It’s been a while since I found the space to write. Life has thrown a few changes my way lately — personal, work-related, a new city. Only now, with everything more settled and on track, did I make the time to spend a few weekends on something new that sparked my curiosity.

About a year ago I moved to a new city and, amid all the rearranging, I bought myself a new television. I’ve always loved living rooms: that place where you watch a movie, gather family and friends, give the home a bit of warmth. For me a good living room absolutely needs a great TV — so I ended up buying the Samsung 65” QLED 2025: model QN65Q7FAAGXZS, software T-RSLFUABC-0090-1296.8.

What I hadn’t planned was to end up staring at the television itself. Most of the time it plays movies and, every now and then, it turns into the most interesting computer in the house. One night I started wondering just how powerful it really was, and I ran into something uncomfortable: I couldn’t manage it. ADB didn’t work. It required a special software development kit, a developer mode setup, a whole permissions ceremony to do anything at all. And I said: no. I want to be able to access this TV without restrictions — and I’m going to do it my way.

That’s how the question that guided the whole project was born:

Can I hack this TV? What’s its attack surface?

I started poking around the TV and right away the most interesting thing it had to offer showed up: a web browser installed by default, capable of connecting to the outside world. Since I already have some prior experience finding and exploiting bugs in browsers, I figured it might be worth analyzing as a potential attack surface. And there was a bonus: browser fingerprinting is part of my day job in bot detection, so I felt I had good tools for understanding what browser I was standing in front of.

So the first thing I did was what I’ve gotten best at lately: fingerprint the browser. What it returned was revealing: an old version of Chrome, with the whole machine running — JavaScript, WebRTC, WebAssembly, the full surface of a desktop browser crammed inside a television.

That led me to the right question. If it runs an engine that’s several years old, isn’t there some public vulnerability that still applies? It wouldn’t be the first time an old browser is the way into a closed device: the precedent that came to mind was Nintendo, whose console ended up being opened through an old WebKit CVE in the built-in browser (Switch jailbreak via WebKit) — the browser as a crack into the rest of the system. If that concept worked there, could it work here?

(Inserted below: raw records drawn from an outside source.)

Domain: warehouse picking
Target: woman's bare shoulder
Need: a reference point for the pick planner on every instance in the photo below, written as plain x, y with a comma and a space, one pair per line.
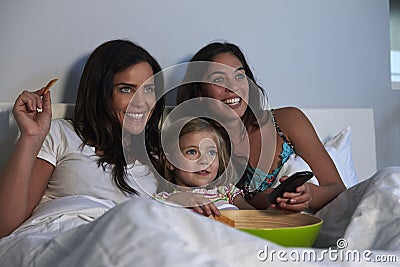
288, 114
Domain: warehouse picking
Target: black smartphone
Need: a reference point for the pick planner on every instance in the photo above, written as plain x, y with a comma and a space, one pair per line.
289, 185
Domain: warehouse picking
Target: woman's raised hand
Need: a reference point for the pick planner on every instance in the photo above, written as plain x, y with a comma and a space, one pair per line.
32, 111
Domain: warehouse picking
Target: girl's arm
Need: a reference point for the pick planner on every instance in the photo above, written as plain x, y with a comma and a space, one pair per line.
241, 203
24, 178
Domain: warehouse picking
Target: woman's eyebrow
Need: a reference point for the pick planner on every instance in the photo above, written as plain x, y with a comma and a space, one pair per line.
126, 84
221, 72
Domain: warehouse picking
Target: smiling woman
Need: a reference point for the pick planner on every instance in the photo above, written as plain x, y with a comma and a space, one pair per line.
134, 96
271, 135
60, 158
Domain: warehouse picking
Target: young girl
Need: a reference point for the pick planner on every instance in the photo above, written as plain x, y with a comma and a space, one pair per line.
197, 165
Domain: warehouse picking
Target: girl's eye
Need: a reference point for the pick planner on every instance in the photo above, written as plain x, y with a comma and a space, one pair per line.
149, 89
218, 80
191, 152
125, 90
212, 152
240, 76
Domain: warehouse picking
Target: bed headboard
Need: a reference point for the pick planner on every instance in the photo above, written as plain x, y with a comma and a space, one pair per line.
327, 122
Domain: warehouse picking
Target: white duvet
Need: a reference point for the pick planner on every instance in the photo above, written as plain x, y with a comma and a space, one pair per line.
83, 231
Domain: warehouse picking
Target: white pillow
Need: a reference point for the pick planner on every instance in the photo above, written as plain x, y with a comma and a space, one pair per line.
339, 149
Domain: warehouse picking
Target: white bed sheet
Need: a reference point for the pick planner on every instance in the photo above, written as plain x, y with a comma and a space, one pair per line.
144, 232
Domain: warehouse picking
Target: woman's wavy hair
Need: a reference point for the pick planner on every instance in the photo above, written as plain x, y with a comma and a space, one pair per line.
254, 116
95, 121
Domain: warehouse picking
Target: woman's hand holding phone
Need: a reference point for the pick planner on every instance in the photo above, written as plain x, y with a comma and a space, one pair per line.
293, 193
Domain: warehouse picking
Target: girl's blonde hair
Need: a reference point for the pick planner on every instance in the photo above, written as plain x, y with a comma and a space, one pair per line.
225, 170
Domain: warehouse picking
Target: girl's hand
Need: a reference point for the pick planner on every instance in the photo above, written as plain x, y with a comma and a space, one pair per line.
32, 111
196, 202
297, 201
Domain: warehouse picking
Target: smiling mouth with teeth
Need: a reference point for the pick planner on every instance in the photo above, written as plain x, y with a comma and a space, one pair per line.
136, 116
232, 101
203, 173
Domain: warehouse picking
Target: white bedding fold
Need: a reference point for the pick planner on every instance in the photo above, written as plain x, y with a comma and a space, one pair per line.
144, 232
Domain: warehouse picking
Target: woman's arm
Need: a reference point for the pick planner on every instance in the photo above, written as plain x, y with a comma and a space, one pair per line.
24, 178
241, 203
301, 133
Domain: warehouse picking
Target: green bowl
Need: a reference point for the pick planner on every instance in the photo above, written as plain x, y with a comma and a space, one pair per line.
284, 228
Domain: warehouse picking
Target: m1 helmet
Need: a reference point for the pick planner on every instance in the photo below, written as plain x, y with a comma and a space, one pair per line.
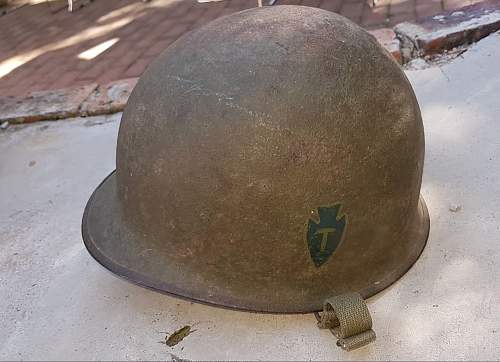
266, 161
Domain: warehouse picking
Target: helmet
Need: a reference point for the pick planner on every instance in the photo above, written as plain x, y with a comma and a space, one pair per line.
266, 161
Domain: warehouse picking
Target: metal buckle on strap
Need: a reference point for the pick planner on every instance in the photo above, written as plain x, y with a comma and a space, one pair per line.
348, 318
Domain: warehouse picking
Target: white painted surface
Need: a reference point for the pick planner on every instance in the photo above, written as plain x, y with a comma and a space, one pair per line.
58, 303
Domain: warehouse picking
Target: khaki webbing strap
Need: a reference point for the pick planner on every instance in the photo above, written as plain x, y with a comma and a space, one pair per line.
348, 318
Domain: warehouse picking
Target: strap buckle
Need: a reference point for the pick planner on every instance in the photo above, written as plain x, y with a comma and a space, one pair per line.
348, 318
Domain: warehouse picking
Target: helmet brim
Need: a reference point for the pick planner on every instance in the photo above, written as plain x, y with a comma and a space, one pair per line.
121, 249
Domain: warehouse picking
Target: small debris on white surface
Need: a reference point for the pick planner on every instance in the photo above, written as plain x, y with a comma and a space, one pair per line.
455, 207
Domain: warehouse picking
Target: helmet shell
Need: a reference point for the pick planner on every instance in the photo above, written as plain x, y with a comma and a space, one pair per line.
266, 161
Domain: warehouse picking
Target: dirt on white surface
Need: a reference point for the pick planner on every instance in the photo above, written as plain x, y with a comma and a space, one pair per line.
57, 303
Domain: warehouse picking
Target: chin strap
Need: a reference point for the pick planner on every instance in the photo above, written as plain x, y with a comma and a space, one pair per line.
349, 320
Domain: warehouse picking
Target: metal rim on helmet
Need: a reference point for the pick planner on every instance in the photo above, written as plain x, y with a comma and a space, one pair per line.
103, 205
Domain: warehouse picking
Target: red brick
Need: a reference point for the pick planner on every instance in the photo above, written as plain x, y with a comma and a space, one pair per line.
402, 7
374, 16
428, 7
331, 5
353, 10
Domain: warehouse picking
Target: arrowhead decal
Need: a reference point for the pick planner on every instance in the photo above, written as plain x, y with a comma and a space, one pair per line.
324, 237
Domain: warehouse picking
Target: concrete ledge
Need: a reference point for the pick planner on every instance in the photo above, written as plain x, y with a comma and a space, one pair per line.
447, 30
387, 38
108, 98
45, 105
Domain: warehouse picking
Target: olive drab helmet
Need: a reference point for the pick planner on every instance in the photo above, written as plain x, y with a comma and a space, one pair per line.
267, 161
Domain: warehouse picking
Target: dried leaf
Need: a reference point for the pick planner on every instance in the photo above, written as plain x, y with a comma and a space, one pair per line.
178, 336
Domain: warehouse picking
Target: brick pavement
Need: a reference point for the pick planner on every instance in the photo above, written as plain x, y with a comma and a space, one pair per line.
40, 44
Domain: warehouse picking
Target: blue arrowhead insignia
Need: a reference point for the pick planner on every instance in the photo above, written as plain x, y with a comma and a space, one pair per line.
325, 236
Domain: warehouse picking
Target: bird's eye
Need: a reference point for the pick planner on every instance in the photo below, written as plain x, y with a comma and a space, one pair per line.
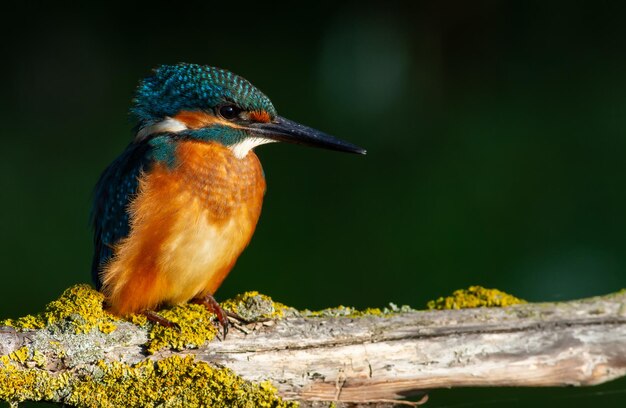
229, 111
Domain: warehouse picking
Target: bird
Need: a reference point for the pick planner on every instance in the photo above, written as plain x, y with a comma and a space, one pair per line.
173, 212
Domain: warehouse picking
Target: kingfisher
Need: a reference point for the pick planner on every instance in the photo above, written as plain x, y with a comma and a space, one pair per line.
174, 211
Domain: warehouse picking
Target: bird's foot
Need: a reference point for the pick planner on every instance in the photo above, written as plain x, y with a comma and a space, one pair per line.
212, 306
158, 319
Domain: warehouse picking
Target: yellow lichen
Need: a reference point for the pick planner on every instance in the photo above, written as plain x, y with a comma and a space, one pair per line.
174, 382
195, 327
474, 296
80, 306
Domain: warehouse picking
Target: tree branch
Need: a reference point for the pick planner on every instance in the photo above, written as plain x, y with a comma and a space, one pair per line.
386, 358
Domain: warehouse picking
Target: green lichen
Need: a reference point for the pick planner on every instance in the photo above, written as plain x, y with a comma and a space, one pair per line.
79, 308
253, 306
474, 296
174, 382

With the target chosen, I began my search. The whole plan ended up reduced to a single web page served from my own PC: this series is the logbook of going from that web page to a very real shell on the television, abusing only the browser’s V8 JavaScript engine.

All of this was done on my own television, on my own network, for research purposes. Throughout the writeup the only machine that does anything is my PC — the researcher machine at 192.168.100.80. The TV is 192.168.100.76. No third parties involved.

The target

Before thinking about breaking anything, it’s worth taking a good look at what we’re getting into. The TV introduces itself like this:

Model : Samsung 65" QLED QN65Q7FAAGXZS
Software : T-RSLFUABC-0090-1296.8, E2592299, BT-S
Browser UA : Mozilla/5.0 (SMART-TV; Linux; Tizen 9.0) AppleWebKit/537.36
SamsungBrowser/8.0 Chrome/120.0.6099.5 TV Safari/537.36

That’s everything the TV itself tells you up front: the browser is SamsungBrowser 8.0, compiled by Samsung and embedded in Tizen 9.0 (the TV’s operating system). Under the hood it’s based on Chromium 120, with the V8 engine, from the stable branch of late 2023. The fine-grained breakdown of that version string — and the one architecture detail that ends up deciding the entire exploit — I’m saving for the close of the chapter.

This research was carried out with Claude Code Opus 4.8 as an augmentative copilot. The direction, the hypotheses and the decisions were made by a human; the AI undoubtedly sped up the process, although it wasn’t able to bring it to a full end-to-end conclusion — both because it deemed certain parts risky or unsafe, and because of development errors that, without proper guidance, wouldn’t have been correctly resolved or that fell into continuous rabbit holes while trying to validate specific invalid execution flows.

The starting bug

We started the research the way you almost always do: looking for prior work. What had others investigated about similar — or even newer — versions of this browser, of Chrome, or of anything based on Chromium?

Browsing the internet I found a repository: PumpkinBridge/Chrome-CVE-2024-2887-RCE-POC. It talked about a Chrome bug — CVE-2024-2887 — fixed in 123.0.6312.86 and presented at TyphoonPWN 2024 (Vancouver) by Seunghyun Lee (@0x10n). That repo, together with the SSD advisory, was all the information I found about the bug.

What is it? A WebAssembly GC type confusion. To decide whether two Wasm types are equivalent, V8 assigns each one a canonical type index — an internal identifier it shares with any structurally identical type. The bug lives in that canonicalization: by reserving close to a million recursive (isorecursive) types, the index overflows and two structurally distinct types end up receiving the same canonical id. From there the engine considers them interchangeable and operates on an object with the layout of the other — classic type confusion. That layout mismatch is the crack: chained correctly, it gives you the primitives to read and write memory at will. And the detail that makes it relevant for me: the fix landed in 123.0.6312.86, but this TV runs 120 — squarely in the vulnerable range.

Seunghyun’s PoC targets specifically Chrome 125 x64 on Windows, with all the offsets hardcoded — gadgets, vtables, etc — pulled from a static analysis of chrome.dll. In other words: the bug might work, but the exploit didn’t. Not even close.

Why the port is the real challenge

Porting that PoC to the TV is not a tweak: it’s redoing close to 80% of the exploit. The starting hypothesis was that the bug would be the only piece that could survive intact — though that still had to be proven. Does the type confusion actually fire inside the TV’s real browser? Was the bug Windows-specific, or did it share a root cause with other builds? Did it apply to Linux too? To other architectures, like ARM? None of that was a given: it was exactly the first thing to answer. And everything around the bug, by contrast, changes platform, architecture and threat model all at once.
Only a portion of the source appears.